“If I know God is going to forgive all of my sins, why should I try to obey Him?” This is a question asked often by those considering the Christian message of salvation by grace through faith in Jesus Christ. Knowing that God will not punish us for any of our sins would seem to diminish our desire to avoid sin. One might conclude that it is foolish to focus on thinking and doing the right things, since ultimately all of the wrong things will be forgiven. Yet the experience of having our sins forgiven by God actually increases our desire to live in a way that pleases the Lord.
The Apostle Paul explains why that is the case in his letter to the Romans. He writes, “So now there is no condemnation for those who belong to Christ Jesus (Romans 8:1).” This sentence speaks of the magnificent forgiveness we have through Jesus. “No condemnation” means a verdict has been rendered, and we have been declared “Not Guilty.” This is not because of something we have done but because of what Jesus has done for us. As a result, we have no need to fear God’s judgement. That is indeed good news! Yet if this verse summed up the entire Christian message, then it would seem to make little difference whether one tries to obey God or not.
There is a second point, however, which Paul makes in the next verse. “And because you belong to him, the power of the life-giving Spirit has freed you from the power of sin that leads to death (Romans 8:2).” In other words, because of the new relationship we as Christians have with God, (“you belong to him”) our desires as to how we want to live have changed. We have been freed “from the power of sin.” This doesn’t mean we never sin, but it does mean we now have a desire not to sin.
The important thing to note is that a change has occurred in our relationship with God. For those of us who belong to Christ, meaning those trusting in Jesus as Lord and Savior, God is no longer our Judge but is now our Father. The motive for obeying a judge is primarily fear. We do what the judge says because if we don’t, he will punish us. The motive for obeying a father is (or should be) primarily love. We do what our father desires because we don’t want to disappoint him. Another analogy the Apostle uses is that Christians are the “bride of Christ.” For most of us, a judge who has the power to fine or jail us does not have nearly as much influence over us as our spouse, the individual whom we love more than anyone else on earth.
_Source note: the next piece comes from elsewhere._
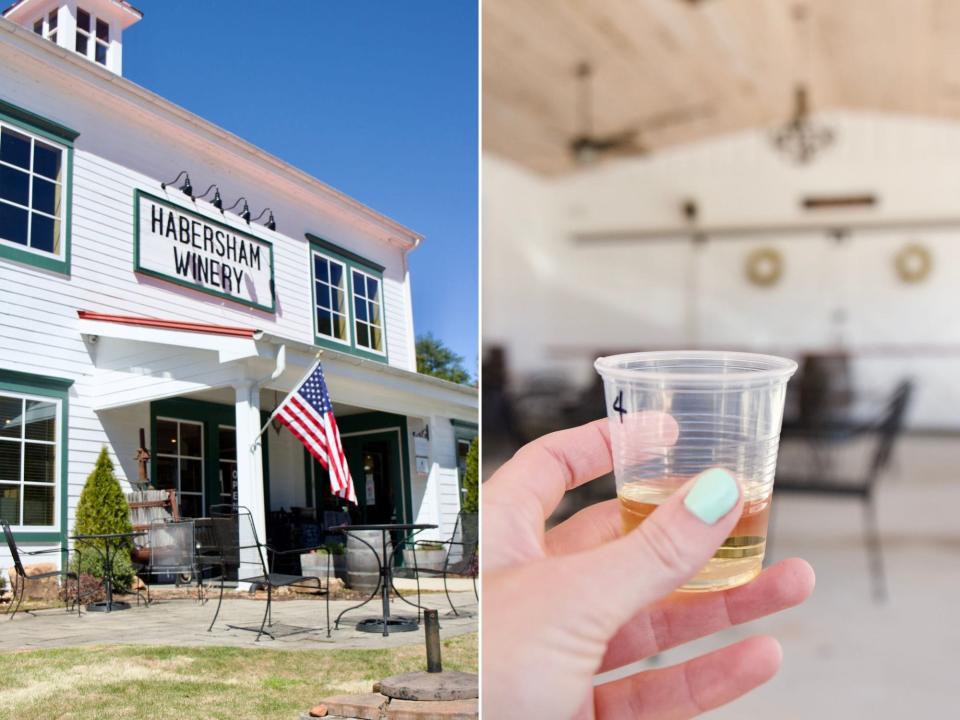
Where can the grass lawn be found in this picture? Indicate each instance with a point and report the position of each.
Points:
(121, 682)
Friends, both fear and love can be effective motivators. Yet ultimately, love is far more powerful. Yes, a healthy relationship with God does contain elements of fear, but it is our love for the Lord which motivates us to seek to please and honor Him. The more we love God, the less we want to sin. Knowing God has graciously forgiven us naturally fills our hearts with gratitude. That gratitude for His amazing salvation naturally grows into love. That love for God naturally motivates us to obey Him. Grace leads to gratitude, which leads to love, which leads to obedience. This is the heart of the Christian life. It also explains why those who know their sins have been forgiven are less likely to sin, not more.